Voluntary pension funds’ portfolio in March: 71% state securities, 15% deposits, 7% shares, 5% corporate bonds
The voluntary private pension funds (pillar III) had the following portfolio structure at the end of March: 71% state securities, 15% bank deposits, 7% shares, 5% traded corporate bonds and 2% mutual funds, according to the market’s quarterly report, published today by the Private Pension Supervisory Commission.
The report shows that the voluntary pension market diversified the investment portfolio significantly in the first quarter of this year, shifting the largest part of their investments from bank deposits to state securities. If at the end of last year, the funds invested 68% of their assets in bank deposits, waiting to reach a critical mass for diversifying the investments, the percentage for deposits at the end of March was only 15%. Over the same period, (the first quarter), the share of state securities and municipal bonds increased from 21% to 71%.

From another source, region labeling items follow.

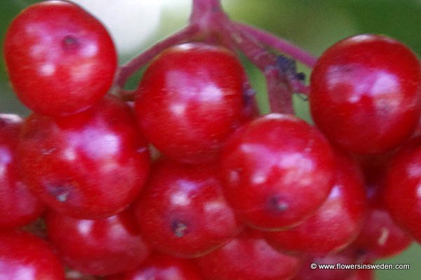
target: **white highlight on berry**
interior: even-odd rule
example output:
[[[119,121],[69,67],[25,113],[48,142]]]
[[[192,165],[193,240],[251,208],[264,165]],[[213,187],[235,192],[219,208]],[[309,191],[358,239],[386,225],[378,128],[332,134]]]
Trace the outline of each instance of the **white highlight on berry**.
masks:
[[[377,239],[377,244],[383,246],[385,245],[385,244],[386,244],[390,232],[389,231],[389,230],[387,230],[387,228],[385,227],[382,227],[381,231],[382,233],[380,234],[380,237]]]
[[[171,203],[178,206],[187,206],[190,204],[190,199],[184,192],[177,192],[171,196]]]
[[[74,0],[98,18],[110,33],[119,53],[138,51],[156,30],[162,0]]]

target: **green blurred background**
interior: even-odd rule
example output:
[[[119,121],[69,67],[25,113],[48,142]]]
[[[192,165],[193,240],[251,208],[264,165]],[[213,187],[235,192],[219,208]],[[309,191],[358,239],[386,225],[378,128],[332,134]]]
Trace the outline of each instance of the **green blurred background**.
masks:
[[[123,63],[183,27],[190,13],[190,0],[77,0],[90,9],[111,31]],[[0,1],[1,45],[8,22],[33,0]],[[283,37],[319,55],[335,42],[359,33],[380,33],[394,37],[421,55],[421,0],[222,0],[232,18]],[[267,112],[265,82],[246,62],[262,112]],[[309,69],[299,65],[307,75]],[[138,77],[131,80],[134,88]],[[295,99],[299,115],[309,119],[307,104]],[[0,59],[0,113],[29,111],[16,99]],[[412,246],[400,255],[379,262],[408,263],[410,270],[376,271],[377,279],[418,279],[421,247]],[[338,279],[339,280],[339,279]]]

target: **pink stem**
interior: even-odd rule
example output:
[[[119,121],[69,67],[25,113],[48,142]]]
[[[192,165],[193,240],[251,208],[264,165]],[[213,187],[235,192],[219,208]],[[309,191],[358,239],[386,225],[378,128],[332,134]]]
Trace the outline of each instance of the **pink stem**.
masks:
[[[236,22],[236,25],[243,31],[253,34],[257,40],[265,45],[267,45],[275,50],[290,56],[310,68],[313,68],[316,64],[317,57],[315,57],[285,39],[278,38],[269,32],[248,24]]]
[[[156,55],[167,48],[192,39],[199,33],[199,31],[197,26],[189,25],[142,52],[126,64],[120,66],[115,85],[123,88],[127,79],[146,65]]]

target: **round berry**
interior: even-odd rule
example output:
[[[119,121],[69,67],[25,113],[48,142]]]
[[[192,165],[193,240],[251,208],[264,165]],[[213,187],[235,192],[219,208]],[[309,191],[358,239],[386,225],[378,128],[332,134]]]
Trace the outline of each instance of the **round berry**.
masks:
[[[128,206],[149,167],[134,115],[112,96],[65,117],[32,114],[18,149],[28,188],[54,210],[79,218],[106,218]]]
[[[44,204],[22,182],[16,148],[22,120],[0,114],[0,228],[15,227],[38,218]]]
[[[421,136],[392,158],[382,192],[393,220],[421,242]]]
[[[327,140],[299,118],[272,113],[240,128],[221,157],[225,195],[249,225],[297,225],[325,202],[335,167]]]
[[[413,132],[421,111],[421,66],[403,43],[382,35],[344,39],[311,76],[314,122],[332,141],[359,153],[392,150]]]
[[[27,232],[0,233],[0,279],[65,280],[65,272],[50,245]]]
[[[102,24],[67,1],[46,1],[23,10],[4,38],[10,81],[32,110],[64,115],[85,110],[110,88],[117,66]]]
[[[135,110],[147,139],[184,162],[214,160],[243,118],[245,73],[234,54],[187,43],[167,49],[146,69]]]

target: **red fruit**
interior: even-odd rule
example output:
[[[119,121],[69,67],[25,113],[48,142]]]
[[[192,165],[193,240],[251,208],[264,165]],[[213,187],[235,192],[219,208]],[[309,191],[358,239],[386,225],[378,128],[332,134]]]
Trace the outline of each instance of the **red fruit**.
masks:
[[[216,168],[161,160],[134,206],[140,232],[156,250],[192,258],[222,246],[241,225]]]
[[[64,115],[97,103],[117,66],[112,40],[102,24],[67,1],[46,1],[23,10],[4,38],[13,90],[32,110]]]
[[[368,260],[375,260],[401,253],[412,241],[412,238],[393,222],[386,210],[371,207],[352,246]]]
[[[81,272],[109,275],[134,269],[149,251],[130,212],[105,219],[82,220],[50,211],[48,239],[64,262]]]
[[[29,233],[0,233],[0,279],[64,280],[58,258],[44,241]]]
[[[395,155],[385,182],[382,198],[392,218],[421,242],[421,136]]]
[[[54,210],[101,218],[126,208],[149,171],[147,146],[124,102],[107,97],[54,119],[34,113],[18,148],[23,179]]]
[[[346,280],[374,280],[374,270],[358,270]]]
[[[302,222],[333,186],[330,146],[315,128],[272,113],[242,127],[221,158],[225,194],[248,225],[279,230]]]
[[[106,280],[203,280],[189,260],[154,254],[137,269]]]
[[[170,48],[152,62],[139,85],[139,123],[174,160],[215,160],[243,118],[244,82],[243,66],[228,50],[199,43]]]
[[[421,66],[401,43],[356,35],[328,48],[313,69],[314,122],[331,141],[359,153],[385,152],[414,132],[421,111]]]
[[[342,155],[336,159],[335,183],[316,214],[290,230],[265,232],[268,243],[290,253],[326,255],[348,246],[361,229],[366,192],[358,166]]]
[[[209,280],[287,280],[300,265],[298,258],[275,251],[257,232],[248,231],[197,262]]]
[[[16,227],[34,220],[44,203],[22,181],[16,162],[16,139],[22,120],[0,114],[0,228]]]

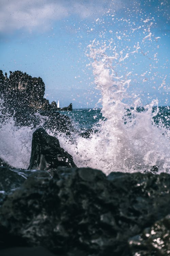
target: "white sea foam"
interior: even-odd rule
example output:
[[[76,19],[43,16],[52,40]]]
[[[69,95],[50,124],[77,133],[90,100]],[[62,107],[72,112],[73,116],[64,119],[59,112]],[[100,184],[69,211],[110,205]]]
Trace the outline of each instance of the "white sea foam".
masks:
[[[153,100],[145,106],[145,111],[138,112],[140,97],[133,96],[133,109],[131,115],[127,115],[129,105],[124,99],[131,97],[128,91],[131,81],[127,75],[116,75],[113,63],[116,60],[117,69],[117,60],[119,63],[125,58],[123,59],[115,51],[113,56],[107,56],[106,45],[99,48],[98,44],[94,40],[89,45],[89,56],[93,59],[95,82],[102,95],[101,111],[106,120],[100,121],[99,132],[89,139],[77,137],[75,143],[66,143],[64,137],[61,137],[62,146],[78,166],[99,169],[107,174],[116,171],[142,172],[154,166],[160,171],[168,172],[169,133],[161,124],[156,126],[152,119],[158,113],[158,108],[153,112],[152,108],[158,106],[158,101]],[[138,43],[135,51],[130,54],[139,48]]]
[[[96,22],[99,20],[97,19]],[[136,89],[135,77],[137,76],[139,81],[140,78],[142,84],[148,80],[148,74],[153,81],[157,76],[156,74],[152,77],[152,72],[154,73],[152,67],[155,68],[157,58],[156,53],[152,52],[152,39],[157,40],[160,37],[155,38],[151,31],[153,22],[149,22],[150,20],[147,18],[141,25],[134,27],[133,25],[131,26],[129,20],[124,19],[121,22],[124,22],[125,29],[120,35],[116,33],[117,42],[114,42],[111,38],[107,45],[102,32],[100,37],[103,37],[103,41],[102,39],[101,42],[95,40],[89,46],[88,57],[92,60],[89,65],[93,69],[97,88],[101,93],[102,112],[106,119],[99,122],[100,125],[97,128],[98,132],[89,138],[75,133],[71,140],[63,134],[57,136],[61,146],[73,156],[79,167],[97,168],[106,174],[116,171],[143,172],[151,170],[154,166],[160,171],[169,171],[169,131],[161,124],[158,127],[153,123],[152,117],[156,114],[158,109],[153,113],[152,107],[158,105],[157,100],[151,99],[150,103],[145,106],[145,111],[136,111],[141,102],[140,90],[138,91]],[[131,34],[127,27],[128,24]],[[109,31],[112,33],[112,30]],[[138,35],[135,35],[138,31]],[[136,38],[139,42],[136,42]],[[145,48],[148,42],[151,54],[154,56],[152,58],[149,49]],[[113,42],[114,44],[112,47]],[[138,62],[139,51],[140,61]],[[146,60],[149,68],[143,69]],[[130,65],[126,65],[128,61]],[[139,67],[136,68],[136,62]],[[127,72],[121,73],[131,65],[133,67],[131,70],[129,68]],[[160,88],[164,86],[166,78],[165,76]],[[133,83],[134,91],[130,89],[131,83]],[[130,106],[133,108],[130,110],[130,115],[126,110],[129,109]],[[6,120],[0,127],[0,157],[15,167],[27,168],[34,130],[31,127],[16,127],[12,118],[6,118]],[[53,135],[51,132],[50,134]]]

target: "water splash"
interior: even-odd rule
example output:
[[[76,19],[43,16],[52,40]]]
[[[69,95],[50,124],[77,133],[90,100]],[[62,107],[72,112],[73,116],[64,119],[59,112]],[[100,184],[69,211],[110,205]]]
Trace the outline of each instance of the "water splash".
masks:
[[[151,33],[150,29],[149,27]],[[153,119],[159,111],[158,100],[151,100],[143,111],[139,111],[140,94],[130,94],[129,90],[131,80],[128,77],[131,72],[118,74],[122,62],[138,53],[139,42],[135,44],[134,51],[124,52],[124,57],[122,51],[116,51],[116,47],[109,56],[106,52],[110,49],[111,44],[108,46],[105,42],[101,46],[95,40],[92,41],[88,46],[88,56],[93,60],[90,65],[97,88],[102,95],[101,112],[105,119],[100,121],[98,133],[88,139],[77,138],[75,145],[66,145],[61,138],[63,146],[73,156],[78,166],[99,169],[107,174],[118,171],[168,172],[169,131],[160,123],[158,127]],[[130,99],[131,108],[129,103],[125,103]]]

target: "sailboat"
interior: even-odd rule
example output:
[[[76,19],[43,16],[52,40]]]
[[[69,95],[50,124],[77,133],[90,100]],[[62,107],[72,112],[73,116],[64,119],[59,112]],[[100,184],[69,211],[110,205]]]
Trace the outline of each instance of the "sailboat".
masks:
[[[59,109],[60,108],[60,103],[59,103],[59,101],[58,101],[58,102],[57,103],[57,108]]]

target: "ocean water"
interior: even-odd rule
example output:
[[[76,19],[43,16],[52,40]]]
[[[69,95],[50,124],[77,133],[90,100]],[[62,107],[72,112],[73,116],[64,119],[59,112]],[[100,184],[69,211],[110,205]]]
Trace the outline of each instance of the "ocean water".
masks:
[[[129,8],[133,12],[128,9],[128,18],[106,10],[103,15],[108,22],[104,26],[108,24],[110,37],[102,28],[98,38],[88,43],[86,67],[92,72],[94,86],[101,95],[98,103],[101,108],[62,112],[70,117],[74,128],[69,137],[47,131],[57,137],[79,167],[99,169],[106,174],[153,168],[170,172],[169,107],[159,106],[156,97],[162,93],[168,105],[167,64],[159,63],[157,57],[161,39],[154,34],[152,15],[135,11],[133,5]],[[115,33],[109,27],[111,20],[112,30],[114,25],[120,28]],[[164,69],[159,69],[162,65]],[[12,117],[4,118],[6,122],[0,124],[0,157],[15,167],[27,168],[32,134],[38,127],[16,127]],[[44,122],[41,119],[38,127]],[[89,129],[89,138],[80,136]]]

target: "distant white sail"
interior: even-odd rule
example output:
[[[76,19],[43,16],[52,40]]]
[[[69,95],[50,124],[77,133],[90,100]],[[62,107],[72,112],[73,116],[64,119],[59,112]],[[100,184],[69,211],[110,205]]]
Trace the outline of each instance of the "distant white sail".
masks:
[[[59,101],[58,101],[58,102],[57,103],[57,107],[58,109],[59,109],[60,108],[60,103],[59,103]]]

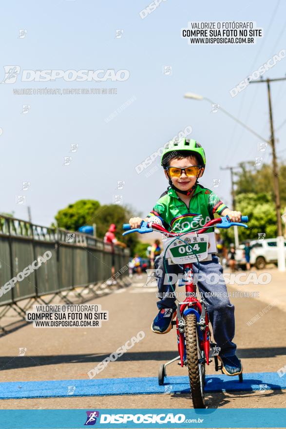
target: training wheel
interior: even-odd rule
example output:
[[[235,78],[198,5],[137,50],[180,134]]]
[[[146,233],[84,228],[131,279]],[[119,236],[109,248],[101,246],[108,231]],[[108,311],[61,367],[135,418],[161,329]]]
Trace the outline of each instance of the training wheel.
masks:
[[[159,386],[163,386],[164,384],[164,379],[166,375],[167,374],[166,373],[166,370],[165,369],[164,364],[162,364],[159,367],[159,374],[158,375]]]

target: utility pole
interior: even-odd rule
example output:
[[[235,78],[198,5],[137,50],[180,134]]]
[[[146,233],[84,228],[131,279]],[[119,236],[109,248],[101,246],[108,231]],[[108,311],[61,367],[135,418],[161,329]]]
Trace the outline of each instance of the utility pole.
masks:
[[[232,210],[235,210],[235,194],[234,192],[234,180],[233,179],[233,170],[237,167],[221,167],[221,170],[229,170],[230,172],[230,182],[231,183],[231,203],[232,205]],[[235,243],[235,248],[238,249],[239,246],[239,240],[238,239],[238,228],[237,226],[234,227],[234,242]]]
[[[275,150],[275,140],[274,138],[274,131],[273,124],[273,117],[272,113],[272,105],[271,101],[271,93],[270,90],[270,82],[277,82],[280,80],[286,80],[286,78],[280,78],[277,79],[261,79],[260,80],[251,80],[250,83],[264,83],[267,84],[267,90],[268,94],[268,103],[269,106],[269,117],[270,120],[270,142],[272,148],[272,173],[273,176],[273,185],[274,195],[275,198],[275,208],[276,211],[276,217],[277,221],[277,250],[278,251],[278,270],[279,271],[285,271],[285,254],[284,237],[282,232],[282,222],[280,213],[280,195],[279,193],[279,181],[278,178],[278,168],[277,166],[277,160]]]
[[[31,214],[31,207],[30,206],[28,206],[27,207],[28,210],[28,219],[29,220],[29,222],[32,223],[32,215]]]

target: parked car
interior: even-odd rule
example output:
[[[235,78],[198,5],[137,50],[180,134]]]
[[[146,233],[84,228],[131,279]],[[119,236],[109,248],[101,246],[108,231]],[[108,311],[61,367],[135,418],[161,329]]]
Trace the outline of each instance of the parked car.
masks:
[[[284,241],[285,254],[286,259],[286,240]],[[261,241],[250,241],[251,265],[255,265],[259,270],[265,268],[267,264],[277,264],[278,259],[277,238],[266,238]]]
[[[285,240],[285,258],[286,259],[286,240]],[[250,265],[255,265],[258,270],[263,270],[267,264],[277,264],[278,261],[277,239],[266,238],[261,241],[250,241]],[[235,260],[237,265],[246,265],[244,255],[245,244],[240,244],[235,250]]]

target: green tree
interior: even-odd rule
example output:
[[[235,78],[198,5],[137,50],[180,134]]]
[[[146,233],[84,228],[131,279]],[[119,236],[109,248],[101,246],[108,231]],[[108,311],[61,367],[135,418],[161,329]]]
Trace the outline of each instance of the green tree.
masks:
[[[138,241],[134,247],[134,252],[132,256],[133,256],[135,254],[137,253],[141,258],[147,258],[146,251],[147,247],[151,245],[150,243],[144,243],[143,241]]]
[[[122,225],[127,223],[134,215],[131,207],[119,204],[105,204],[101,206],[95,200],[79,200],[69,204],[65,209],[59,210],[56,216],[57,226],[68,231],[77,231],[84,225],[96,225],[96,235],[103,238],[111,223],[117,227],[116,238],[125,243],[132,254],[138,241],[136,233],[123,237]]]
[[[248,216],[248,228],[239,227],[239,241],[256,240],[258,234],[265,233],[266,238],[276,237],[277,233],[275,207],[269,194],[241,194],[236,196],[236,210]],[[281,214],[282,212],[281,212]],[[233,229],[221,230],[229,244],[234,242]]]
[[[92,219],[100,206],[98,201],[95,200],[79,200],[59,210],[55,218],[59,228],[77,231],[83,225],[93,224]]]
[[[138,242],[137,234],[127,234],[122,236],[122,226],[123,223],[127,223],[133,215],[131,207],[120,204],[105,204],[100,207],[96,213],[93,222],[96,224],[96,234],[98,237],[103,238],[105,233],[108,231],[111,223],[116,226],[116,237],[119,241],[125,243],[130,249],[131,254],[134,253],[134,249]]]

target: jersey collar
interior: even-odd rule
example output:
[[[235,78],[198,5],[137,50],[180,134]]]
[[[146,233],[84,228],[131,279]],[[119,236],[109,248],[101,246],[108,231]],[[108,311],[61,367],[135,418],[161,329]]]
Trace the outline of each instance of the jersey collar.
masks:
[[[194,192],[192,195],[193,196],[194,195],[195,195],[196,194],[198,194],[199,192],[201,192],[202,191],[202,187],[199,185],[198,183],[197,183],[197,185],[195,188]],[[173,196],[174,198],[176,198],[177,199],[180,199],[180,197],[178,196],[177,195],[177,193],[175,191],[174,189],[173,189],[172,188],[170,188],[170,189],[168,191],[168,195],[170,195],[170,196]]]

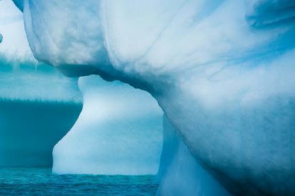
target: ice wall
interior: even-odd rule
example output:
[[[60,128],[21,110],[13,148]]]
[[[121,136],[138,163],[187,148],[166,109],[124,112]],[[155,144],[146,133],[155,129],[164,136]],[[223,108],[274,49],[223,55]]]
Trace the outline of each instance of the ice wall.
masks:
[[[295,193],[293,0],[24,3],[37,59],[148,91],[232,192]]]
[[[57,173],[156,174],[162,151],[162,112],[147,92],[98,76],[79,79],[83,107],[55,146]]]
[[[77,79],[38,63],[21,13],[0,1],[0,167],[49,167],[54,145],[82,109]]]
[[[158,195],[230,195],[200,165],[165,116],[163,132]]]

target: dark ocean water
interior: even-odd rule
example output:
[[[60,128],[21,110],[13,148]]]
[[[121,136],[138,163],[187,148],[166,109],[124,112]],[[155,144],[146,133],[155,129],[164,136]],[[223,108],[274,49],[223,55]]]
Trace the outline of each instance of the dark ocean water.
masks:
[[[51,168],[0,168],[0,195],[155,195],[154,175],[56,175]]]

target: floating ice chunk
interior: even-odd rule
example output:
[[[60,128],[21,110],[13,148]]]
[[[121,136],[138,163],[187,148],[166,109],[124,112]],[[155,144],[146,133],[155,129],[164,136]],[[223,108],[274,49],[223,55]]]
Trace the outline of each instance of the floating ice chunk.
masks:
[[[53,150],[57,173],[151,175],[159,168],[162,112],[143,91],[98,76],[79,79],[83,108]]]

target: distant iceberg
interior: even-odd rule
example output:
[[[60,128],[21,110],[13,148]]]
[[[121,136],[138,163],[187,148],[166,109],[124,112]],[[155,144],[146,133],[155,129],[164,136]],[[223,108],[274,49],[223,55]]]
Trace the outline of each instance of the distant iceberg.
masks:
[[[231,193],[295,194],[293,0],[15,1],[38,60],[148,91]]]

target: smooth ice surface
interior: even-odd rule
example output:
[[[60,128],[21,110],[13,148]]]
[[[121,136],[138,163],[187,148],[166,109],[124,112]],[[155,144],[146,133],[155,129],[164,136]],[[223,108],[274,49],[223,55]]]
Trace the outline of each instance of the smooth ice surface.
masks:
[[[157,174],[162,112],[147,92],[93,75],[81,77],[83,107],[55,146],[56,173]]]
[[[22,18],[11,1],[0,1],[0,167],[49,167],[82,96],[77,79],[33,58]]]
[[[200,165],[165,116],[163,134],[157,195],[229,195],[224,187]]]
[[[24,2],[37,59],[149,91],[232,192],[295,193],[294,1]]]

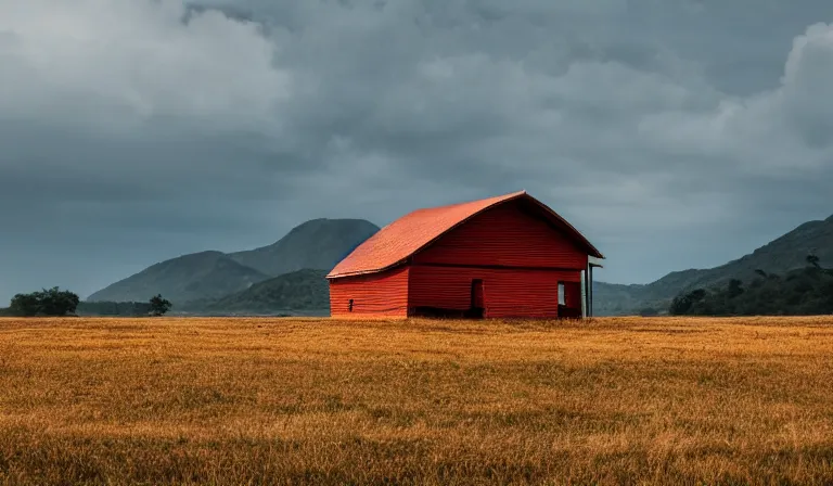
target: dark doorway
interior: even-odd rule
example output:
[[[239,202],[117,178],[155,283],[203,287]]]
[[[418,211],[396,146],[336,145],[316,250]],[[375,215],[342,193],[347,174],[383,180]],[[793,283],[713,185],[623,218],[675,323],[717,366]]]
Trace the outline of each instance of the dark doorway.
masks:
[[[484,304],[483,296],[483,280],[474,279],[472,280],[472,300],[469,305],[466,317],[483,319],[485,308],[486,305]]]

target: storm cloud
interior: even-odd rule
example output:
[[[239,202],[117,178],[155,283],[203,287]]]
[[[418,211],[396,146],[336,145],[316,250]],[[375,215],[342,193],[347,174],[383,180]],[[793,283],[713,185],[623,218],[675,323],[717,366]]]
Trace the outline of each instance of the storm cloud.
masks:
[[[648,282],[833,214],[833,4],[0,0],[0,302],[526,189]]]

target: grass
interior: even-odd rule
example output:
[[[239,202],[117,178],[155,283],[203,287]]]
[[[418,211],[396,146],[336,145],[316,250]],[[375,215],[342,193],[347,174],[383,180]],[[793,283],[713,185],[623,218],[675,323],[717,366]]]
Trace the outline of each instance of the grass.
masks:
[[[0,484],[833,483],[833,318],[0,319]]]

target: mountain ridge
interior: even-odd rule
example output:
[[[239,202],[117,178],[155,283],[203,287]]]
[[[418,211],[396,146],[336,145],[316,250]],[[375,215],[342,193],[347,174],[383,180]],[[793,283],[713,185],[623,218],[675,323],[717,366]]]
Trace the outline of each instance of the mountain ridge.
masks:
[[[774,273],[795,270],[806,266],[809,254],[821,261],[833,263],[833,215],[824,220],[803,222],[752,253],[717,267],[672,271],[646,284],[593,282],[594,310],[598,315],[618,315],[649,307],[667,308],[680,292],[726,284],[731,279],[751,281],[756,270]]]
[[[305,268],[329,271],[377,230],[363,219],[311,219],[267,246],[233,253],[204,251],[159,261],[86,300],[145,302],[161,293],[175,305],[210,302]]]

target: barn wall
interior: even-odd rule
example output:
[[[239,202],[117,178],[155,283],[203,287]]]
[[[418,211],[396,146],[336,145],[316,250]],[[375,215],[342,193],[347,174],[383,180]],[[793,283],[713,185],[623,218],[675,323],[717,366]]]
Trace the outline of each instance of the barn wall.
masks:
[[[555,318],[559,316],[559,282],[577,283],[580,273],[413,266],[409,276],[408,306],[411,309],[436,307],[465,310],[471,305],[474,279],[483,280],[485,317]],[[580,309],[580,300],[578,306]]]
[[[488,209],[413,256],[415,264],[584,269],[587,252],[518,202]]]
[[[408,317],[408,267],[330,281],[334,318]],[[353,299],[353,312],[349,302]]]

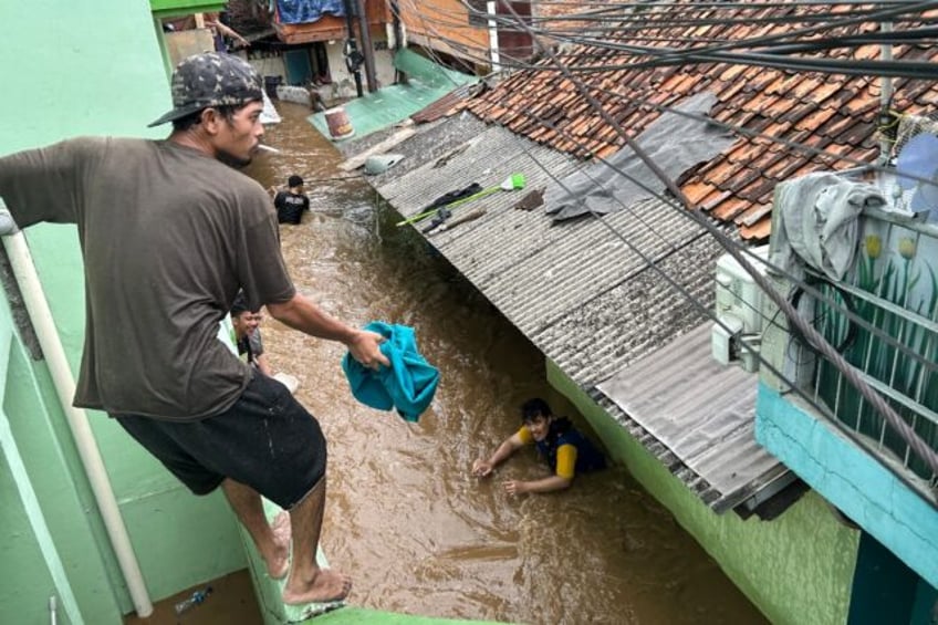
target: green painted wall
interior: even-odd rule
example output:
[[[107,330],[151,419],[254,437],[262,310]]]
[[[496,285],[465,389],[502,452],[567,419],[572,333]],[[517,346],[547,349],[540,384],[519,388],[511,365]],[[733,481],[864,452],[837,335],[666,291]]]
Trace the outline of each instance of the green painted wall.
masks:
[[[846,622],[859,532],[836,521],[820,496],[810,492],[773,521],[718,515],[551,362],[548,379],[772,623]]]
[[[170,106],[159,31],[147,0],[2,2],[0,58],[7,67],[0,154],[80,135],[160,137],[167,132],[146,128]],[[76,369],[84,296],[75,228],[41,225],[27,238]],[[12,327],[9,314],[0,314],[0,327]],[[85,622],[114,623],[132,604],[48,369],[21,348],[13,361],[4,409],[24,450],[27,477]],[[154,600],[246,565],[237,524],[220,496],[192,497],[116,424],[101,414],[90,419]],[[17,582],[0,584],[0,623],[48,622],[51,573],[34,532],[23,524],[28,519],[6,476],[8,463],[0,463],[0,577]]]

The shares listed at the Bucharest Stock Exchange represent approximately 7% of the aggregated portfolio of voluntary pensions. The report shows that the voluntary pension funds are more and more interested in traded corporate bonds, which reached 5.3% of the total net assets. The remaining almost 2% represents investments in mutual funds.
At the end of March, the voluntary pension funds had net assets of almost EUR 6.7 million, 72% higher than at the beginning of the year. The number of participants to this system increased by over 48% in the first quarter, reaching 75,423 participants.